Do you choose to love another or it just happens? So you have no autonomy? The issue I see perpetually is people debate about God, fully knowing it's a concept that cannot be proven, so it's a pointless exercise.
The problem here is that you're confusing two things. You're confusing
believing that something exists and
putting trust in something. These are not the same thing. Putting one's trust in something may well be a matter of choice. However, it's psychologically impossible to put one's trust in something that you think doesn't exist. And whether or not one thinks it exists isn't a matter of choice.
That means that I, right now, am literally incapable of putting my trust in God, because I don't think God exists. I don't choose to think that God doesn't exist. I would quite like him to exist, but it seems to me that he doesn't, whether I like it or not. How, then, could I put my trust in him? It would be like trusting in my brother. I don't have a brother. I have a sister, so I could choose to trust her with something if I wanted to, but I don't see how I could choose to trust my brother when as far as I can tell I don't have one.
You're also making the mistake of assuming (a) that God's existence definitely can't be proven (how could anyone know this?) and (b) that if it
can't be proven there's no point discussing it rationally. This is a mistake because even if something can't be proven, one can still look for evidence for or against it. For example, the theory of evolution by natural selection can't be
proven like a mathematical theorem, but there's enough evidence to be sure, to all intents and purposes, that it's true.
Even if we can't prove that God exists, it's still reasonable to look for evidence for or against his existence and consider arguments that may suggest he does or does not exist.
We chose to believe all manner of things for we have affinity for them. That's for ideas and for relationships.
I'd like to see an example of someone
choosing to believe that something is true (or false). This isn't the same thing as putting your trust in something.
There's no juice in engaging in a pointless unprovable exercise on an Internet forum, but to engage with someone, contend as Jacob wrestles with the angel, that's a noble human endeavor to hone our intellect. It's a mistake to transform that into something like belief, which is really a relational and not logical process. You don't love your wife out of logic.
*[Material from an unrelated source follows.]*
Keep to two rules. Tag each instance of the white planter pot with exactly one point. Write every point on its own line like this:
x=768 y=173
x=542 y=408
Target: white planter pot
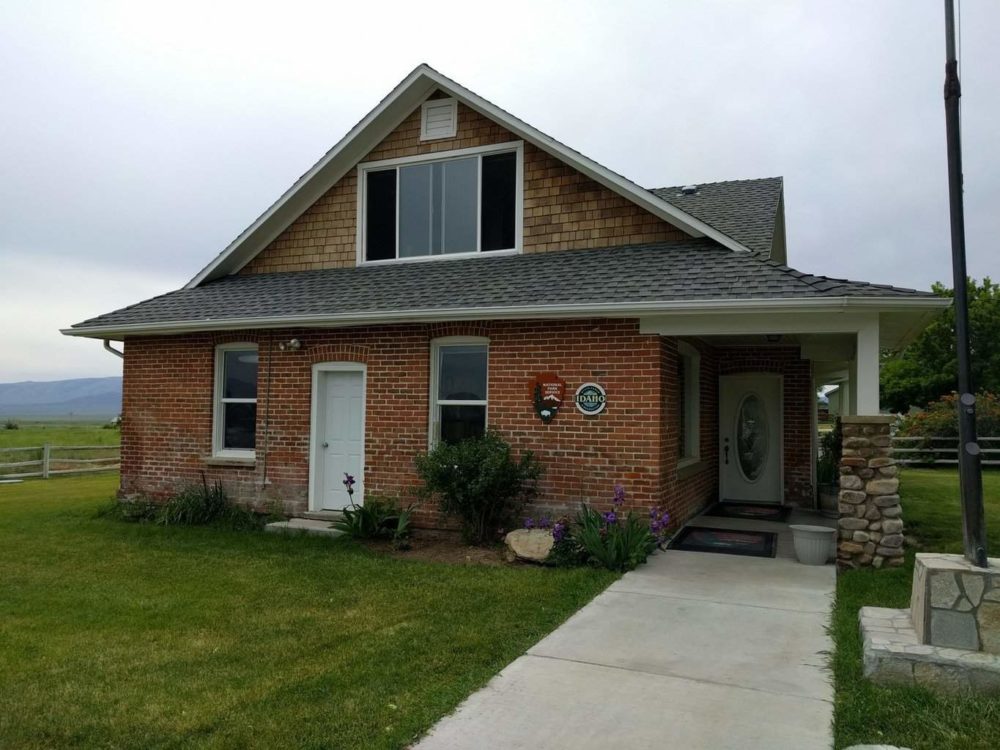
x=813 y=544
It's a choice to relationally enter into a covenant, just as friendship is a similar model. Belief in God, or deciding the god doesn't exist is precisely the same thing. It's about afinity and what the heart says, not the mind.
No, because here again you're confusing the two things. Do I choose to love my wife? Perhaps, although I think love is rather more complicated than that. But I'm capable of making that choice only because I think my wife exists. If I didn't think she existed, I couldn't choose to have any attitude towards her!
God is not like my wife, at least from my point of view, because I think my wife exists but I don't think he exists. That means that I can't choose to love him or reject him or to adopt any attitude to him at all. This is the case even if in fact he does exist. I don't "decide" that he doesn't exist. It's not a matter of volition at all. He simply seems to me not to exist.
Say you take the tack that you're powerless to enter into a relationship with God, for to you it's nothing more than the Easter Bunny or flying spagetti monster. That's actually nonsensical and an abuse of the rule of debate by invoking the Appeal to Ridicule. It's a sign of a defeat to make such appeals. It's also ignoring the topic by converting it from a discussion of God to a discussion of god. It's rather like instead of discussing Ethics you switch the topic to a reality tv show. In addition, you're violating the argumentum ad lapidem, the appeal to the stone, by assuming an idea is absurd without proving it's absurd. Honestly, why can't atheists do more in a debate than make a whole series of fallacies?
When I said that I didn't mean to ridicule the idea of God. I don't think God is as absurd as Father Christmas. I merely meant that, like Father Christmas, God seems to me not to exist. Perhaps a better example is my brother. I can say, pretty reliably, that my brother doesn't exist. I only have a sister. Now I can imagine all kinds of scenarios in which I do have a brother after all; perhaps my parents had another child but hid him away for some weird reason; perhaps there's some shocking family secret I don't know about. I can imagine all that kind of thing but I can't choose to believe it's true, and I challenge anyone here to make themselves believe anything of that kind. It's not psychologically possible.
And that means that it's
not within my power to trust my brother, or to love him, or to reject him, or anything of that kind. Even if in fact I do have a brother I don't know about, I can't take any attitude towards him until I find out about him.
It's exactly the same with God. I don't choose not to believe in him, any more than I choose not to believe in my brother; I simply make sense of the world as it appears to me to be, and it appears to me not to contain a brother, and not to contain God. I can't do anything to change either of these appearances. I can, perhaps, choose to investigate the matter more carefully; I can listen to the testimonies of those who claim to have encountered God and look at other evidence, but I can't decide to be swayed by them if they don't seem to me to be compelling. And if it seems to me that God doesn't exist, I can't possibly decide to enter into a relationship with him, any more than I can decide to enter into a relationship with my brother.